L'huile végétale a été un élément indispensable des ménages et des cuisines indiennes, ses origines remontant aux graines oléagineuses écrasées dans des presses à froid entraînées par des charrettes à boeufs et des presses mécaniques plus grandes. Les différentes régions de l'Inde ont montré une propension à un type particulier de semences, le nord et l'est cultivant la moutarde, le sud cultivant le sésame et la noix de coco, et le sud et l'ouest cultivant l'arachide.

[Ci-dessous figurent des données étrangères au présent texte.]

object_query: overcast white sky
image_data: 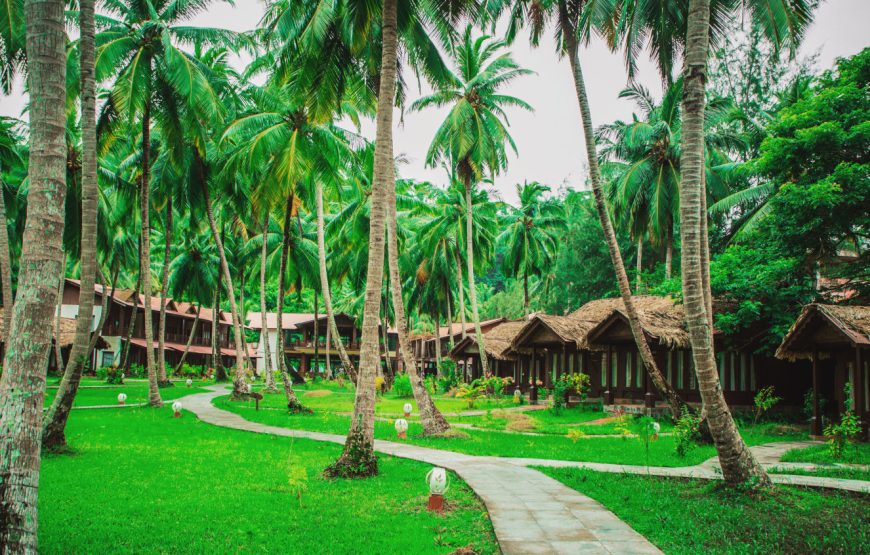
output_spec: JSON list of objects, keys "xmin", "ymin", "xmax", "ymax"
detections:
[{"xmin": 0, "ymin": 0, "xmax": 870, "ymax": 202}]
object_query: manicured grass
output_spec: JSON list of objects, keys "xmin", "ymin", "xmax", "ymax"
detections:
[
  {"xmin": 39, "ymin": 408, "xmax": 498, "ymax": 554},
  {"xmin": 44, "ymin": 380, "xmax": 205, "ymax": 407},
  {"xmin": 539, "ymin": 468, "xmax": 870, "ymax": 555},
  {"xmin": 782, "ymin": 443, "xmax": 870, "ymax": 470},
  {"xmin": 214, "ymin": 393, "xmax": 797, "ymax": 466},
  {"xmin": 768, "ymin": 466, "xmax": 870, "ymax": 482}
]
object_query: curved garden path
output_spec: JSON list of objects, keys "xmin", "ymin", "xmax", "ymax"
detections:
[{"xmin": 182, "ymin": 385, "xmax": 870, "ymax": 555}]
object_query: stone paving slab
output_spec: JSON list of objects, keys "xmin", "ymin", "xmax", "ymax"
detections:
[{"xmin": 183, "ymin": 386, "xmax": 661, "ymax": 555}]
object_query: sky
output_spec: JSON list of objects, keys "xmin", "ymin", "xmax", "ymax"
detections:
[{"xmin": 0, "ymin": 0, "xmax": 870, "ymax": 203}]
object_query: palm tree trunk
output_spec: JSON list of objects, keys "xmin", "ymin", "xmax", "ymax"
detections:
[
  {"xmin": 324, "ymin": 0, "xmax": 399, "ymax": 477},
  {"xmin": 121, "ymin": 276, "xmax": 142, "ymax": 370},
  {"xmin": 202, "ymin": 180, "xmax": 248, "ymax": 399},
  {"xmin": 260, "ymin": 208, "xmax": 280, "ymax": 393},
  {"xmin": 54, "ymin": 253, "xmax": 66, "ymax": 374},
  {"xmin": 680, "ymin": 0, "xmax": 770, "ymax": 487},
  {"xmin": 157, "ymin": 192, "xmax": 172, "ymax": 387},
  {"xmin": 0, "ymin": 181, "xmax": 15, "ymax": 344},
  {"xmin": 276, "ymin": 193, "xmax": 306, "ymax": 412},
  {"xmin": 456, "ymin": 251, "xmax": 466, "ymax": 339},
  {"xmin": 635, "ymin": 237, "xmax": 643, "ymax": 291},
  {"xmin": 43, "ymin": 6, "xmax": 100, "ymax": 438},
  {"xmin": 0, "ymin": 0, "xmax": 66, "ymax": 554},
  {"xmin": 464, "ymin": 178, "xmax": 489, "ymax": 376},
  {"xmin": 173, "ymin": 305, "xmax": 202, "ymax": 374},
  {"xmin": 315, "ymin": 179, "xmax": 357, "ymax": 383},
  {"xmin": 139, "ymin": 93, "xmax": 163, "ymax": 407},
  {"xmin": 559, "ymin": 26, "xmax": 685, "ymax": 419}
]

Le «Desi ghee», fabriqué à partir de lait, était l'autre forme d'huile comestible utilisée principalement dans les sucreries et les aliments pour des occasions spéciales.

Alors que l'industrie indienne des huiles comestibles est passée de l'huile végétale hydrogénée à l'huile extraite par solvant et raffinée, la demande et la superficie correspondante de graines oléagineuses ont augmenté rapidement. À leur apogée, la production intérieure de graines oléagineuses s'élevait à 21.5 tonnes en 1993-94, l'Inde étant presque autonome. Cependant, après la libéralisation, les importations ont augmenté, passant de 0.1 million de tonnes en 1993 - 94 à 14 tonnes en 2016 - 17.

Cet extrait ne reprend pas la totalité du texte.